IR-Lab Project of Yanjun Qi


Title:  A Case Study of Semi-supervised Classification Methods for Imbalanced Classification Situation

 

Language Technologies Institute
Carnegie Mellon University
Fall 2004

Information Retrieval Lab, 11-742
Lab instructor: Yiming Yang

 

 


Guidelines:

 


Abstract:

This project aims to make a comparative study for several semi-supervised classification algorithms proposed in the recent literature. We focus on the situation that the objective problem sets have a highly unbalanced class distribution (binary classification case). We would present the empirical performance comparison from different aspects and also try to make some theoretic analysis about the result if possible.
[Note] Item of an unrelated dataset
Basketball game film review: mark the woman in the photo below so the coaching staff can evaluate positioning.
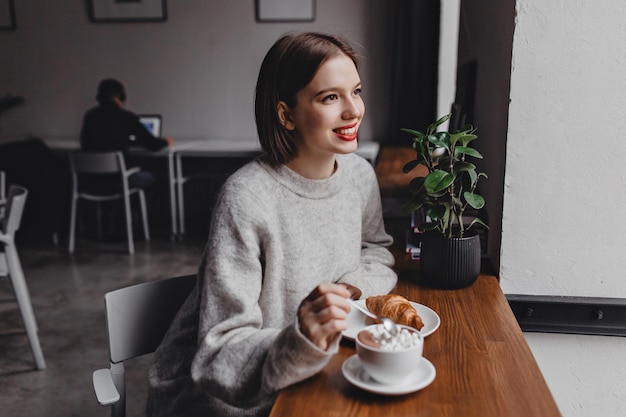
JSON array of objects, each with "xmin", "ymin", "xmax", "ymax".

In addition to this comparison, we would provide the implemented methods and supporting functions for downloading. 

 

 

Task

Done By

Status

Proposal & Work Plan

August 20

Complete

Literature Review of Imbalanced set classification

September 10

Complete

Literature Review of Semi-supervised classification & Data Collecting

October 10

Complete

Transductive SVM Train-Test

October 15

Complete

Manifolds graph-based semi-supervised classifier Implementation & Train-Test

October 20

Complete

MLE-EM approach Implementation & Train-Test

November 15

Complete

Comparison & Performance Analysis

November 25

Complete

Presentation

December 07

Complete

Add Data Set analysis

December 07

Complete

 

 

 


Introduction:

            One key difficulty with the supervised learning approaches is that they require a large, often prohibitive, number of labeled training examples to learn accurately. Labeling must typically be done by a person; this is a painfully time-consuming process. This need for large quantities of expensive labeled examples raises the idea of learning classifiers from a combination of labeled and unlabeled data. In general, unlabeled examples are much less expensive and easier to come by than labeled examples. There are many related algorithms originated from this idea in these years. They are called semi-supervised classifiers.

 

            The goal of this project is to implement several algorithms proposed in the recent literature and make an empirical comparison of these methods for a specific situation. That is, we put our attention on the problem sets include only two classes and have a highly unbalanced class distribution. Moreover, the asymmetric misclassification costs are not given explicitly in the problem. The asymmetric misclassification cost is meant that one of the class values is the target class value for which we want to get predictions and we prefer false positive over false negative.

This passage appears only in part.